Obama Puts Peace Prize to Work With New Afghan War Plan–Exit Strategy Included!

While the American people spent endless nights tossing and turning, worried that President Obama’s “dithering” on Afghanistan would not only invite a second 9/11 but the end of civilization as we know it, Obama and military advisers were working hard to craft a feasible strategy that goes beyond Bush’s brilliant approach to war: “Bring ’em on!”

Speaking to an audience of West Point cadets, President Obama laid out his much-anticipated plan for Afghanistan, including a 30,000-troop surge and new strategy that incorporates civilian engagement, partnering with Pakistan, diplomacy, international cooperation, and much to the horror of Republicans, a timetable for withdrawal (gasp!).

After acknowledging that “Afghanistan has deteriorated,” Obama said that he understood the human cost of war, and took seriously “asking even more of you.” He emphasized the existential threat to America that the region poses, saying, “In the last few months alone we have apprehended extremists within our borders who were sent here from the border region of Afghanistan and Pakistan to commit new acts of terror.”

The president also rebutted three arguments against his plan: First, to “those that suggest Afghanistan is another Vietnam,” he argued that the current mission has international support and began due to an attack on American soil. Second, to those who would argue to maintain the status quo, he cited “slow deterioration” as the inevitable outcome. (Think of it like John McCain’s presidential campaign).
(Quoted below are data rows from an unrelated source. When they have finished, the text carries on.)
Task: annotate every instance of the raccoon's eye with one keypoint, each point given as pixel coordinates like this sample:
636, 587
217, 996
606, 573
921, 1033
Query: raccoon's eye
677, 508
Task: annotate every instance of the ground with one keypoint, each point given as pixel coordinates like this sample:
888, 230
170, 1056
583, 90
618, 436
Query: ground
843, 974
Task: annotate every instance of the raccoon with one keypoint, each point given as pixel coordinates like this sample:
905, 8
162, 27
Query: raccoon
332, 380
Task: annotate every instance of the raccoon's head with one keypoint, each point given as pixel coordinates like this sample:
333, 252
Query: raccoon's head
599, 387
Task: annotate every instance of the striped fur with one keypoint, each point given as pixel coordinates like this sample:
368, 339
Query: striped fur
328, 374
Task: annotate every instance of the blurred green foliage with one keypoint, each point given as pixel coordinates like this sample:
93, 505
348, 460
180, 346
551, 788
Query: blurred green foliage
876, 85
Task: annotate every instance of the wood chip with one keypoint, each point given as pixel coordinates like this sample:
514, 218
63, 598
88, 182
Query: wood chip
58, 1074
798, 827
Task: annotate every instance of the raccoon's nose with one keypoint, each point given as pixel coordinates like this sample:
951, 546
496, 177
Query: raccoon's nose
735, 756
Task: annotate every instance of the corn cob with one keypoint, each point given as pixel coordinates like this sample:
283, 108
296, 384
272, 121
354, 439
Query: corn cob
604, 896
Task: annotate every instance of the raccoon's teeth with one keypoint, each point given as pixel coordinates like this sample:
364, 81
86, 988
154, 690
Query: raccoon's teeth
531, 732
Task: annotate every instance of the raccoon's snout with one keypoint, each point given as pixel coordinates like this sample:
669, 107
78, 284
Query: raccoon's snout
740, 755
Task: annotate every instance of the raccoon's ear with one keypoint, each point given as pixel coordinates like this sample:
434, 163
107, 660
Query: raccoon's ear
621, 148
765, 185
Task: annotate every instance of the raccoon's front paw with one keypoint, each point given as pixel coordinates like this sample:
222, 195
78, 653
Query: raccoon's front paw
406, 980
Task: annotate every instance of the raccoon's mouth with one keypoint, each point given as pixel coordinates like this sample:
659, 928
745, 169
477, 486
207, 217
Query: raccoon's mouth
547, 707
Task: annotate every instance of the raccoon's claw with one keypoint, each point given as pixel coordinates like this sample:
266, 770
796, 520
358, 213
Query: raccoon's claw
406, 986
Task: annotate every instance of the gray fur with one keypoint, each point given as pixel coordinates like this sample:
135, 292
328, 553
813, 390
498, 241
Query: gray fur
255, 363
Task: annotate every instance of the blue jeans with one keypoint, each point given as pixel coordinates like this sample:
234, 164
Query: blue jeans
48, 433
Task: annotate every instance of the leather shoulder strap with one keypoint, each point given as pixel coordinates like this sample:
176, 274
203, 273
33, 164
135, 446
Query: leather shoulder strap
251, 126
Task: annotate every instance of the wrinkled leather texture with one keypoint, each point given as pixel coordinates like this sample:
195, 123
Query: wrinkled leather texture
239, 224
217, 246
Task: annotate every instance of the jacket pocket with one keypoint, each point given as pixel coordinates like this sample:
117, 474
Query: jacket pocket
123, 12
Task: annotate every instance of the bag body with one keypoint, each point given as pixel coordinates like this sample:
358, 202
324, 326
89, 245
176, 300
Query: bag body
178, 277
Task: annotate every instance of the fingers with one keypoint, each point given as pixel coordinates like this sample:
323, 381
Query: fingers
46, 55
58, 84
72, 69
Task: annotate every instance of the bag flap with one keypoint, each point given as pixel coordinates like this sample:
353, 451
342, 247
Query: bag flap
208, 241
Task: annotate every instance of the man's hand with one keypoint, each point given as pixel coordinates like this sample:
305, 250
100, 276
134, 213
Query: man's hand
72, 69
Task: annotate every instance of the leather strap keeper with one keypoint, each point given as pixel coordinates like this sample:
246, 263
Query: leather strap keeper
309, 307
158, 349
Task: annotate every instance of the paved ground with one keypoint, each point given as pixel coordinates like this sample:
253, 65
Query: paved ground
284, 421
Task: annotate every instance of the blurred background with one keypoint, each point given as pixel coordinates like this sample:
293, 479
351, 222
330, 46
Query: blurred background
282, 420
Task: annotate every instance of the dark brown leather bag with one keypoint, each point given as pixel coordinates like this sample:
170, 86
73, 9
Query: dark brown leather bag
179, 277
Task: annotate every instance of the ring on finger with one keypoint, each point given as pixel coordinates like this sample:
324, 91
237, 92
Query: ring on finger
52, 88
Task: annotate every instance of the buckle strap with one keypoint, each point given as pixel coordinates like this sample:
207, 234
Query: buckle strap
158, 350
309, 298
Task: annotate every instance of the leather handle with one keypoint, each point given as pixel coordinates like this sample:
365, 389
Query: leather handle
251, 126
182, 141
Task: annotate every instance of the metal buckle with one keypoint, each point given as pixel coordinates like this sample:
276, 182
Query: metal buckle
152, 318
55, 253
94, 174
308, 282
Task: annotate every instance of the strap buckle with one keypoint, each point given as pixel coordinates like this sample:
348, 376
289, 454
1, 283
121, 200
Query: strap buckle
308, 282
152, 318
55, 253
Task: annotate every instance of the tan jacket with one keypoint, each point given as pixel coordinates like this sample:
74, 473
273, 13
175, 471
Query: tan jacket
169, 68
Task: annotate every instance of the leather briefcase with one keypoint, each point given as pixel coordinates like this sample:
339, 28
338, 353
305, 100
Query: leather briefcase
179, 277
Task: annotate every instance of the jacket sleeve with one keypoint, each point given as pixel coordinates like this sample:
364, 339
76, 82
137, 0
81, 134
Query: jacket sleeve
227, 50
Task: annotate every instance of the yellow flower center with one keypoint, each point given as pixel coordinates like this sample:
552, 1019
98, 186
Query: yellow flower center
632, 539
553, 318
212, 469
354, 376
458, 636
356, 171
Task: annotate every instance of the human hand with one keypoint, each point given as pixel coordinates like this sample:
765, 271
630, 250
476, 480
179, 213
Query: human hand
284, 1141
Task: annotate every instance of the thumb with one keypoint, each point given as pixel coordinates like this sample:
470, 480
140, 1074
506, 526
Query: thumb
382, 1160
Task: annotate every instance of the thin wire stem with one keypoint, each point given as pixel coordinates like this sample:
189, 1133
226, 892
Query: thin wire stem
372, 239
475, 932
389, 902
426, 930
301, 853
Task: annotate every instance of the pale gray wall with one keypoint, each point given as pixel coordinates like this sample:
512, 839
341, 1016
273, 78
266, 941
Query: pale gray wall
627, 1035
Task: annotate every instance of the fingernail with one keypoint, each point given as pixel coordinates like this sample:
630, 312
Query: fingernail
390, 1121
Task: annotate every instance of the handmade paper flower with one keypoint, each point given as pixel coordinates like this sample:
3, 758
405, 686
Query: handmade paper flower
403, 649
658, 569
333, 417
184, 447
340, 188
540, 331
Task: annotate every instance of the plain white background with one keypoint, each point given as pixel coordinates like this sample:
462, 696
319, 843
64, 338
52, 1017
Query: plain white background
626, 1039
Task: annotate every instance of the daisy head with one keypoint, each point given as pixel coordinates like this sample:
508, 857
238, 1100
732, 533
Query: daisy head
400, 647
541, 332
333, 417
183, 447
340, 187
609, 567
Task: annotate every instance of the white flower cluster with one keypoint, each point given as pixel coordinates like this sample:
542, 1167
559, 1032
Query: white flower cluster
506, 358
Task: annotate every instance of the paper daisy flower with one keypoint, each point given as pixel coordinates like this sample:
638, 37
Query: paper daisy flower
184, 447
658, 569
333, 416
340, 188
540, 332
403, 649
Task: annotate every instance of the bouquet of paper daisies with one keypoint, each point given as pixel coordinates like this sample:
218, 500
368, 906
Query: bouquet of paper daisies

Finally, to those who propose an even heavier troop increase—like war-loving definition of manhood Gen. Stanley McChrystal and the rest of those career military types who’ve dedicated their entire lives to blowing sh*t up on behalf of the mighty red, white, and blue—the president argues against any plan that would “commit us to a nation building project of up to a decade.”

“As president, I refuse to set goals that go beyond our responsibilities, our means, or our interests.”

Obama acknowledged that the decision to set an exit strategy was a controversial one (since apparently no one likes to end a war), but said that setting a time-line for troop withdrawal was the best way to motivate the Afghan government to step up.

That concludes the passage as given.